Cardinality Estimators do not Preserve Privacy
This reveals a fundamental incompatibility between strong aggregation properties and privacy for cardinality estimators, impacting users in data analysis and privacy-sensitive applications.
The paper tackled the problem of whether cardinality estimators like HyperLogLog leak private information in privacy-sensitive contexts, showing that if they satisfy a privacy definition weaker than differential privacy, they cannot achieve reasonable accuracy, with significant average privacy loss even for large datasets.

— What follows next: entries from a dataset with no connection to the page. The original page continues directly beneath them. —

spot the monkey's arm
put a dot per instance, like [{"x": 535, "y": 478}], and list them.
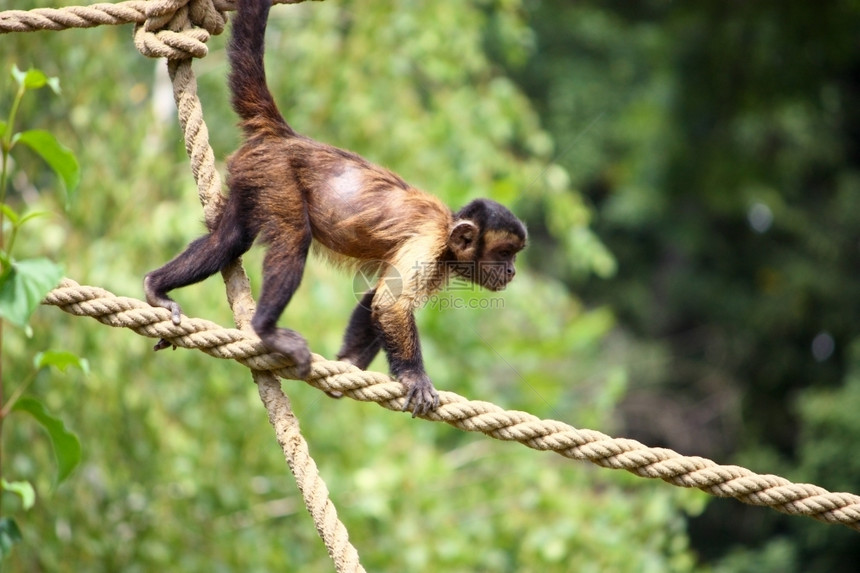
[{"x": 400, "y": 339}]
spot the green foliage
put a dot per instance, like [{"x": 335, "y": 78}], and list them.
[
  {"x": 177, "y": 442},
  {"x": 718, "y": 147},
  {"x": 23, "y": 285},
  {"x": 67, "y": 447}
]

Cardinality estimators like HyperLogLog are sketching algorithms that estimate the number of distinct elements in a large multiset. Their use in privacy-sensitive contexts raises the question of whether they leak private information. In particular, can they provide any privacy guarantees while preserving their strong aggregation properties? We formulate an abstract notion of cardinality estimators, that captures this aggregation requirement: one can merge sketches without losing precision. We propose an attacker model and a corresponding privacy definition, strictly weaker than differential privacy: we assume that the attacker has no prior knowledge of the data. We then show that if a cardinality estimator satisfies this definition, then it cannot have a reasonable level of accuracy. We prove similar results for weaker versions of our definition, and analyze the privacy of existing algorithms, showing that their average privacy loss is significant, even for multisets with large cardinalities. We conclude that strong aggregation requirements are incompatible with any reasonable definition of privacy, and that cardinality estimators should be considered as sensitive as raw data. We also propose risk mitigation strategies for their real-world applications.